L’Alliance Fleuve Congo/M23 a présenté ce jeudi 20 novembre 2025 à Goma, devant la presse, l’économie générale de l’accord-cadre signé le 15 novembre à Doha avec le gouvernement congolais. Le mouvement a dénoncé la reprise des hostilités dans le territoire de Masisi, au Nord-Kivu.
Le chef de la délégation et secrétaire permanent de l’AFC/M23, Benjamin Mbonimpa, a estimé que « la crise que traverse notre pays ne se limite pas à l’Est », affirmant que « la RDC vit dans un état quasi comateux : l’armée, la police, l’administration, la justice et la gouvernance sont fragilisées comme jamais auparavant ».
Il a indiqué que l’accord de Doha devait servir de base pour « repenser l’État depuis ses fondations ».
Selon lui, le texte signé repose sur cinq volets : le préambule, l’introduction, les protocoles, les mécanismes de mise en œuvre et de résolution des différends, ainsi que les dispositions finales.
Mbonimpa a rappelé que le préambule se réfère à la Déclaration de principes du 19 juillet 2025, notamment la libération des détenus, la reconnaissance des causes profondes du conflit et l’engagement en faveur du dialogue soutenu par la CAE, la SADC et l’Union africaine.
« Le premier acquis a été le cessez-le-feu. Malheureusement, le gouvernement a relancé des offensives généralisées, comme nous le dénonçons régulièrement », a-t-il déclaré, évoquant également « des violations aujourd’hui près de Katoyi et Luke dans le Masisi ».

L’AFC/M23 précise que deux protocoles ont été signés : la libération des prisonniers (14 septembre 2025) et les mécanismes de surveillance et de vérification (14 octobre 2025).
« Mais aucun prisonnier n’a été libéré et le cessez-le-feu continue d’être violé », a affirmé Mbonimpa.

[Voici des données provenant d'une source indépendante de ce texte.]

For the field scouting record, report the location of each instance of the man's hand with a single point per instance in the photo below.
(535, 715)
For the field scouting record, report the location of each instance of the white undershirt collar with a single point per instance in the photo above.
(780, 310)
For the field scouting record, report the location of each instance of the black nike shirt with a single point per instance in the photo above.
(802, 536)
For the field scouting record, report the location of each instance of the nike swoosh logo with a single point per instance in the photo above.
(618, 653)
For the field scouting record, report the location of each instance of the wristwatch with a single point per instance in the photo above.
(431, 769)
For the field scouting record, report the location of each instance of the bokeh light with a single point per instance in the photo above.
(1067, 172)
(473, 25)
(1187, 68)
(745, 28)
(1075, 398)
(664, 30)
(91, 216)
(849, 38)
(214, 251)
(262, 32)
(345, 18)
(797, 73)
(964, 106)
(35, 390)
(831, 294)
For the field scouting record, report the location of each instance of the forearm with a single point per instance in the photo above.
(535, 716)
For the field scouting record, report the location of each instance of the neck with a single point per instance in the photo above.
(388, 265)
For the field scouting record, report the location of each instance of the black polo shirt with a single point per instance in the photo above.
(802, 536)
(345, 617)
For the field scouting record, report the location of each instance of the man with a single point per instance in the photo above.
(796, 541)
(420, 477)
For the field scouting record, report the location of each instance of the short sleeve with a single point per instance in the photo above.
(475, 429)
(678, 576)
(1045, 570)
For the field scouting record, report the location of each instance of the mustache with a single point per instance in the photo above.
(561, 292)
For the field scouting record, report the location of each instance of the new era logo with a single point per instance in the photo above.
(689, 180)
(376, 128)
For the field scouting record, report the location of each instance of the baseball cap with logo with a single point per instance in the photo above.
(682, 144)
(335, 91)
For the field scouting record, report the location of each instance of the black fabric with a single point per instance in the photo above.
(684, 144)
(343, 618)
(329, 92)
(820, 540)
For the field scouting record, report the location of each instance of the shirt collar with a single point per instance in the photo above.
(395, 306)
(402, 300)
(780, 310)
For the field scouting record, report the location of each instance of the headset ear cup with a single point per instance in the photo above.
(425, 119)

Les six autres protocoles — accès humanitaire, protection judiciaire, rétablissement de l’autorité de l’État, réformes de gouvernance, dispositions transitoires de sécurité et DDR — n’ont pas encore été négociés.
« Nous n’avons donc pas encore entamé la négociation d’un accord de paix global », a-t-il précisé.
Sur la question identitaire, il a indiqué que les parties ont convenu de garantir le retour sûr et digne des réfugiés, avec l’appui du HCR et dans le respect de la Constitution.
Il a aussi insisté sur les engagements liés à la relance économique, aux services sociaux, à la réintégration des ex-combattants et à la création d’une Commission nationale indépendante Vérité et Réconciliation, intégrée au cadre signé.
Concernant la mise en œuvre, Mbonimpa a rappelé que « les désaccords doivent être réglés à l’amiable » et que toute modification du cadre exige l’accord des deux parties.
Pour sa part, Yanick Tshibola, directeur de cabinet de la Coordination politique de l’AFC/M23, a lié la situation sécuritaire aux conditions de réouverture de l’aéroport de Goma.
« La réouverture de l’aéroport de Goma est indissociable des mesures de rétablissement de la confiance prévues dans l’accord de Doha », a-t-il affirmé.
Selon lui, « la reprise du trafic aérien dépend du respect mutuel et de la bonne foi pour protéger la population et permettre l’acheminement de l’aide humanitaire ».